# cheap ferry (speedline)



## 90187 (May 1, 2005)

Hi have just been on ( www.speedferries.com ) quoted for june 04
return july04 £88 thats for camper +2adults

now thats more like it

chalky


----------



## Anonymous (Nov 10, 2000)

Thats a great price Chalky! 

I've checked the site. but its for CARS ONLY , I asssume your camper falls into the large car size catagory? 

Have a safe and pleasant trip 


Jim


----------



## moncayomike (May 11, 2005)

*Ferries (speed ferries)*

I have just visited their website and they Class a large car as up to 2.9m high and 6.5m long and in one piece with no trailer.
I have also spoken to them on the dog and bone, and it has been confirmed that a MH, within the above sizes is acceptable.


----------



## 89109 (May 13, 2005)

Thanks for that information, Chalky.

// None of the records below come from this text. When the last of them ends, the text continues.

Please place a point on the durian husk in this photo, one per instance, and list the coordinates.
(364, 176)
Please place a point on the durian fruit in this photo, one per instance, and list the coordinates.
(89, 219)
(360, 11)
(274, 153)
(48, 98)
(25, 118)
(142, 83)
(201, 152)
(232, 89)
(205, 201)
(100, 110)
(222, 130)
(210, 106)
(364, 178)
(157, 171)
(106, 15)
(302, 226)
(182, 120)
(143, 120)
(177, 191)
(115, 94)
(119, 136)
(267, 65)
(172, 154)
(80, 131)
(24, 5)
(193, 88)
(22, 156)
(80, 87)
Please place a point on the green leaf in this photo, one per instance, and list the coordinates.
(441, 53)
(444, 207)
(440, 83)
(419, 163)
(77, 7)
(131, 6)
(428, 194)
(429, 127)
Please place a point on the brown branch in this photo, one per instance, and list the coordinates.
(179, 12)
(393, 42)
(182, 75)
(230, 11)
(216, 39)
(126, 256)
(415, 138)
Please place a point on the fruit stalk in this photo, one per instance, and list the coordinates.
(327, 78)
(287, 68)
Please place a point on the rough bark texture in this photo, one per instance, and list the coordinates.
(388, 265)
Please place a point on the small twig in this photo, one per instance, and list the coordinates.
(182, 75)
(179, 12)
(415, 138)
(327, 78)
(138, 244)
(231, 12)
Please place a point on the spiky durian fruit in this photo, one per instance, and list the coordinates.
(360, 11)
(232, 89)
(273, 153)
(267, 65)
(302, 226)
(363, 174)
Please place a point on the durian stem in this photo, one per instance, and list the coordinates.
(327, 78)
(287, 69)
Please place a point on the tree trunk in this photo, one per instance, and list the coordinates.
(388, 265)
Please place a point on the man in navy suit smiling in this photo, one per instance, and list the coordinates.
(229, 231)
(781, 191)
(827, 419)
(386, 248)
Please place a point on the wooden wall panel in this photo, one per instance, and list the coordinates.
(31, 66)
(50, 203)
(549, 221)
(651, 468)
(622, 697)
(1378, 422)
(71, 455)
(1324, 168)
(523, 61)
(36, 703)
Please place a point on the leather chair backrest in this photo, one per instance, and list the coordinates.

We are now booked up for September at considerably less cost than next month!


----------



## 88742 (May 9, 2005)

Great news, well found Chalky, I've just booked for August bank holiday weekend £88. Also spoke to them after the online booking and they confirmed it, they know it's a motorhome within the following guidelines.

Standard car = max. height 1,85m x 5,00m length 
Large car = max. height 2,90m x 6,50m length


----------



## moncayomike (May 11, 2005)

*speedferries*

Yes! it's there £88.00, 55 min crossing and Yes they do accept MH up to 6.5m and 2.9m high.
Do it on line in 2 mins. :lol:


----------



## carol (May 9, 2005)

Go on then smile - I also checked it out and unfortunately we are 6.64 and 2.95 - we don't qualify  

You wouldn't think it would make that much difference would you?

Really disappointed as I need to book a crossing for mid-end September

Carol
:wav:


----------